We suited up and I asked for a picture because many, many years ago, my grandpa was a beekeeper. If he were alive today, I’m sure he’d be thrilled to know that two of his grandkids, and two of his great-grandkids were beekeepers (to one degree or another :p). Here’s that shot:
I’m on the right. Can you tell that I have my glasses on? It’s hard to tell because of the black screen that’s around my head… the little black lines make it hard to see the black lines of my glasses. I broke my ankle in January and it’s still not back to 100%, so I find myself looking down a lot when I walk, especially in my backyard, which is not flat:
In this picture we are walking from where we suited up to the “North Forty,” or the part of our backyard that is not landscaped (and is to the north). During this whole walk I alternated between looking down and forward… so I was on the right path, but also so I wouldn’t stumble.
As I did this my eyes had to adjust between what was a few feet away (the ground) to what was many dozens of feet away (towards the beehive). As my eyes adjusted again and again, sometimes they would get stuck focusing on the mesh netting of the beekeeper suit in front of me.
If my eyes stayed focused on the mesh netting I could see what was immediately in front of me, just inches away from my face, but everything else would be out of focus… the dip in the rocks where I might roll my ankle, or the path to get to the bees, and I might take a wrong turn.
I had to make sure I was focusing on the right thing so I didn’t get in trouble. I could be intrigued and focus on any of the three things my eyes went to (immediately below me, or the mesh, or far ahead of me), but I couldn’t stay focused on any one for too long.
Isn’t this just like the job search?
The mesh is like our immediate needs. It’s paying the bills this month. We can’t close our eyes and ignore that, or we’ll be kicked out, have our utilities shut down, or have bad stuff happen to our credit. We have to look at those and take care of those, but we can’t consume ourselves with those or else we might stumble, or get on the wrong path.
The ground below us is related to the very movements, or tactics, that we make or implement in our job search. I had to put one foot in front of the other, in the right place, and not step where I might roll my ankle. I had to watch out for the dips and hills because my bad ankle is just not good enough to handle those well. In our job search we have tactics, even micro-tactics, that we have to pay attention to. How are we writing follow-up emails? How are are leaving voice mails? How are we dressing when we go to network events? How are we doing the big things, and the little things? You have to pay attention to these and do them with care and purpose.

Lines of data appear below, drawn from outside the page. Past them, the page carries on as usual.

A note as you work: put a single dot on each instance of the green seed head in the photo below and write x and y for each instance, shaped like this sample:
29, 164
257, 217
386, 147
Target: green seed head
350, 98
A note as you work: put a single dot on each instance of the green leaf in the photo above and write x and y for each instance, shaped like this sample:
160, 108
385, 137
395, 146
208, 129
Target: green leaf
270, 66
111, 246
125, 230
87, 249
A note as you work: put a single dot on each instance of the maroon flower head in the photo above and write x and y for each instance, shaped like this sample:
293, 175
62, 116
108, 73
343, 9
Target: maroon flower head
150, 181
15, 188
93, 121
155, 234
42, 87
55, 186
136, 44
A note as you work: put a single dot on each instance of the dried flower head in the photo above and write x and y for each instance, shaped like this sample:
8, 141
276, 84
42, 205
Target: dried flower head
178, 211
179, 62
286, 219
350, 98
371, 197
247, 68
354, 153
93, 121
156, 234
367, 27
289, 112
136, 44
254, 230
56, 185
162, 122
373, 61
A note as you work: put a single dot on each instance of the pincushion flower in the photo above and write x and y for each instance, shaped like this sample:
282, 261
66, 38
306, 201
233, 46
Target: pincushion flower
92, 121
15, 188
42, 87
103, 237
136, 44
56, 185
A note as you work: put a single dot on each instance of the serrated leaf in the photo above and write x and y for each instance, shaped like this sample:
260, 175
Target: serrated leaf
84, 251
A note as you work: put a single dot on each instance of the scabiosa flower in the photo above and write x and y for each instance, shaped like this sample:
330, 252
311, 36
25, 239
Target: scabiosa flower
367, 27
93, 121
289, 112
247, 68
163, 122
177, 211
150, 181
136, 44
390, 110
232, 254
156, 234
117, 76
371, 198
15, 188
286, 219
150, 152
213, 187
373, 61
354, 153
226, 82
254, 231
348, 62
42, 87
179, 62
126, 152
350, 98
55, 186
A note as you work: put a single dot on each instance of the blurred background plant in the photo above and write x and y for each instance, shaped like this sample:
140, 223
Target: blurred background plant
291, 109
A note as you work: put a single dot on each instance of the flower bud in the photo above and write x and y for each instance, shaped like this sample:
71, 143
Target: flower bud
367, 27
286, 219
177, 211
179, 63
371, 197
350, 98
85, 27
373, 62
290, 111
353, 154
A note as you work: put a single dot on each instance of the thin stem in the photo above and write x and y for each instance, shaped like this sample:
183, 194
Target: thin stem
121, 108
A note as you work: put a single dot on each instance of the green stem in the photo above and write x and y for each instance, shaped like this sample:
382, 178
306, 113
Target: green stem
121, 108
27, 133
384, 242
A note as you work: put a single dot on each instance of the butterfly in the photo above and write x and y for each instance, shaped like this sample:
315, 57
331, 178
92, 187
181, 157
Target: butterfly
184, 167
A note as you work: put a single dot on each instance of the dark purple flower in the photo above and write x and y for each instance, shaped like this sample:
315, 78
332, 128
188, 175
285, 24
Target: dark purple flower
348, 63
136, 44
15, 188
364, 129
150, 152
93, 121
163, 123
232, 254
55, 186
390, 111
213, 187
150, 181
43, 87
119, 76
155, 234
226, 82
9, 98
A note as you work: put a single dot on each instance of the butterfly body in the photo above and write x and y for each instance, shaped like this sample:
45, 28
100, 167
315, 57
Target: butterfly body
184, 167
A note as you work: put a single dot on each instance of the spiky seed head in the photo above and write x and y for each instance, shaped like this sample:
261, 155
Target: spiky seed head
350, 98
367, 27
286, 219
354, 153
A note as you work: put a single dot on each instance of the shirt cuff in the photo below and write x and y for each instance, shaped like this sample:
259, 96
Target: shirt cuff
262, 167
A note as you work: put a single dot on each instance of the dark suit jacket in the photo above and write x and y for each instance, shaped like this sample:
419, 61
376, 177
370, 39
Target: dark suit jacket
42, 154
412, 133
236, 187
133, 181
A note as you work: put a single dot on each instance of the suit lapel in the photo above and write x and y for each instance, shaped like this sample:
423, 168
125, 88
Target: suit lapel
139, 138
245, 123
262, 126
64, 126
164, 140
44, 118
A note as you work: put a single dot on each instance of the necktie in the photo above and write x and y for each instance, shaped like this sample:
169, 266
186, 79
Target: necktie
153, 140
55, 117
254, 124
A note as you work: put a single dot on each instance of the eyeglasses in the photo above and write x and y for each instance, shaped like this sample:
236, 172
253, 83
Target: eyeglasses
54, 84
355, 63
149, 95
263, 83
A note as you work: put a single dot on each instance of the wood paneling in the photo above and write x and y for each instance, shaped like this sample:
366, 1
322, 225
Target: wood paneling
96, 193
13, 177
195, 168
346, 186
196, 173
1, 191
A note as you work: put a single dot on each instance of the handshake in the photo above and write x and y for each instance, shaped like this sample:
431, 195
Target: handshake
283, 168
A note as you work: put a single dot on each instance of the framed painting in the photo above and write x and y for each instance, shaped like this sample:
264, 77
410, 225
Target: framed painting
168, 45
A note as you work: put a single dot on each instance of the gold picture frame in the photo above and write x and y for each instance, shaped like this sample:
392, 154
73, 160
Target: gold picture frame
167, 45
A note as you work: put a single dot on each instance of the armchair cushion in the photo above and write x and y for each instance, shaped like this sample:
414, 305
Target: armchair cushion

The view far, far ahead, towards the beehive, is similar to our vision and hope for when we land a job. Yes, we have to pay attention to immediate needs (bills), and to the tactics we employ, but we also have to know what we are looking for. When we stop looking to the future, when we lose (or give up) hope, we forget the why. The tactics become less meaningful, we don’t value ourselves correctly, and we shoot lower than we should. Having a vision, and having hope, helps us have spirit and purpose in all that we do. It helps us weather the very difficult lows (like rejections) in our job search, knowing that there is definitely, indeed, something better out there for us.
Saturday, when I was first experiencing all of this, I was thinking about how important it was to look out, past the mesh, and focus on the future, but as I’ve thought about it, I’ve realized that focusing on any of the three, at the right time, is what’s really important. Don’t ignore one or two of these things because they are hard or uncomfortable… take care of all three.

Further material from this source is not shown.